When adjusting brightness in displays, the actual function being controlled is the luminance. The luminance of a display is measured in the unit cd/m² (Candela per Meter Squared). A good display has a luminance of 300 cd/m², often achieved by OLED and back lit LED screens. How we see brightness is based on the luminance of the object reflecting the light. Tones are the best way to see the contrast since it shows the lighter and darker parts of the image.

When you process a black and white image, you often see certain details that are striking but when in color it may look less impressive, even more flat. Tones are also a way to bring out clarity in an image by darkening the shadows and blacks to give the colors some more intensity. Looking at a histogram from an image shot on a DSLR camera, we can see the tones shift from light to dark as it shifts to the left.

A histogram shows whether an exposure of an image is too bright (overexposed) or too dark (underexposed). It is also a way to see the tonal range of lightness in an image’s luminance.

In order to get the accuracy of an images chroma and luminance, the display must either be calibrated to a supported color space, otherwise color correction during post is needed. Most displays in retail are not calibrated, so professional color grading would require a properly calibrated monitor to represent the accuracy of colors. Contrast is also best with luminance, so a monitor that has a bright display shows the best quality on an image.

The tonal range of darkness and lightness can be seen in black and white images.

We use the chroma and luminance of an image not to measure quality, but the details. Instead we look at chroma as color and luminance as lightness to measure the details in an image. The more colorful and luminous an image is, the more details you see. It is best to work with more details from RAW images and edit it non-destructively and later converting it back to a lower gamut that is supported on most displays.

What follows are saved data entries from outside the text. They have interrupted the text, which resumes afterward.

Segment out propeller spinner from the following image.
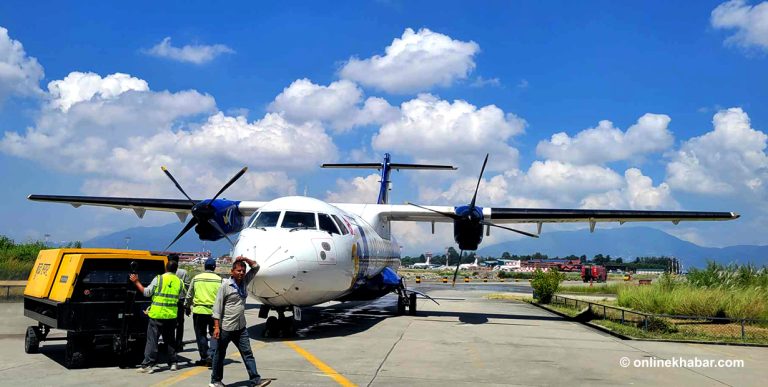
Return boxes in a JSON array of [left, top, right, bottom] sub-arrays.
[[162, 166, 247, 251]]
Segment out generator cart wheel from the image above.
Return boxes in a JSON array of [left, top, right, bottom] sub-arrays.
[[64, 336, 87, 369], [24, 326, 40, 354]]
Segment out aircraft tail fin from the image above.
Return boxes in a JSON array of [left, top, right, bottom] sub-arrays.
[[321, 153, 456, 204]]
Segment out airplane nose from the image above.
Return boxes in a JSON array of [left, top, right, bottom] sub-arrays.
[[250, 255, 298, 298]]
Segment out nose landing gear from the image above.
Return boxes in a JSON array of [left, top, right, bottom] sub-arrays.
[[260, 306, 297, 338]]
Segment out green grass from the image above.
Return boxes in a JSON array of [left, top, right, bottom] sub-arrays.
[[558, 283, 627, 294], [592, 319, 768, 345], [617, 276, 768, 320]]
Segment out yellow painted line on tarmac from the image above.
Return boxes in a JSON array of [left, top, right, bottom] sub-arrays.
[[151, 342, 265, 387], [284, 341, 357, 387]]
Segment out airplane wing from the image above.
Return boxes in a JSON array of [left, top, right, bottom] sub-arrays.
[[333, 203, 739, 231], [27, 194, 267, 220]]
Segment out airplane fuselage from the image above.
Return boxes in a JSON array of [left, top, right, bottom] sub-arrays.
[[234, 196, 400, 308]]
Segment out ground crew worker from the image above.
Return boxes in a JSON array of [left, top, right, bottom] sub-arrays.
[[168, 254, 190, 351], [131, 259, 182, 373], [185, 257, 222, 366], [209, 256, 270, 387]]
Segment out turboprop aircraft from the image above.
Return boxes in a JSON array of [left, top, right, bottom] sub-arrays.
[[28, 153, 739, 337]]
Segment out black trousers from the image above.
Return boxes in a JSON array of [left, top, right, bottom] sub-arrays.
[[142, 318, 177, 366], [176, 305, 185, 350], [192, 313, 217, 360]]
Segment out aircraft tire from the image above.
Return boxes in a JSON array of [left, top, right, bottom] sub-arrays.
[[24, 326, 40, 354], [408, 293, 417, 315], [397, 296, 406, 315], [264, 316, 278, 338]]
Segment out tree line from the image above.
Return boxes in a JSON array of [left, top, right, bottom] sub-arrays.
[[401, 249, 681, 270]]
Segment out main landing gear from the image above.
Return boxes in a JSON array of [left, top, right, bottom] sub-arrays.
[[259, 305, 297, 338]]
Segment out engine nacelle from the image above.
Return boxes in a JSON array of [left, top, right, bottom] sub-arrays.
[[193, 199, 244, 241], [453, 205, 484, 251]]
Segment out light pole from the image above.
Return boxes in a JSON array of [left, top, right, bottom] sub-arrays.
[[125, 236, 131, 250]]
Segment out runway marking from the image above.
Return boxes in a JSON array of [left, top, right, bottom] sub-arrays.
[[284, 340, 357, 387], [151, 342, 265, 387]]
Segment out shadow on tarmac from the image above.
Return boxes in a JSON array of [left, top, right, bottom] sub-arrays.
[[247, 295, 564, 342]]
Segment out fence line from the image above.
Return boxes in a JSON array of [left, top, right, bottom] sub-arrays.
[[551, 294, 768, 343]]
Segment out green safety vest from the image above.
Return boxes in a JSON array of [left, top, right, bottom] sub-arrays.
[[191, 272, 222, 315], [148, 272, 182, 320]]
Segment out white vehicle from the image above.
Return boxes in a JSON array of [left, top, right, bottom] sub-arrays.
[[28, 153, 739, 337]]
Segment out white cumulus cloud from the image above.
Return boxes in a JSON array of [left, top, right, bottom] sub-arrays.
[[580, 168, 678, 210], [339, 28, 479, 93], [666, 107, 768, 196], [711, 0, 768, 52], [324, 174, 381, 203], [372, 94, 525, 171], [144, 37, 235, 64], [536, 113, 674, 165], [0, 26, 44, 102], [268, 79, 399, 132], [47, 72, 149, 112]]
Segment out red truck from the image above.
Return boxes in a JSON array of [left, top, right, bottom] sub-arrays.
[[581, 264, 607, 283]]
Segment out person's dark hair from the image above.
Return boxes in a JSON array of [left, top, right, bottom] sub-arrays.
[[167, 259, 179, 273], [232, 260, 247, 271], [168, 254, 180, 262]]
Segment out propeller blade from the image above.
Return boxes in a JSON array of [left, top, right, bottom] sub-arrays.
[[405, 202, 460, 220], [452, 249, 464, 287], [210, 167, 248, 203], [161, 166, 195, 206], [165, 217, 199, 251], [469, 153, 489, 210], [481, 221, 539, 238], [207, 219, 236, 247]]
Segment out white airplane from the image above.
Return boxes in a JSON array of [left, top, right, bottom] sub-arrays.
[[458, 257, 480, 271], [28, 153, 739, 337], [410, 254, 434, 269]]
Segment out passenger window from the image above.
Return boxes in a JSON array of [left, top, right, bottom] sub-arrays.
[[252, 211, 280, 228], [332, 215, 349, 235], [319, 214, 340, 235], [281, 211, 317, 229]]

For detail oriented photography and video for brands, the smallest details are just as important to portray the image. It can mean the difference between appealing to new customers or turning them away. The way an image looks in ads or editorials in fashion and beauty need color accuracy and details in skin, hair, eyes and body. For television shows and music videos, the details are about vivid and realistic viewing experiences. In creating images, the details are a key to having the best results.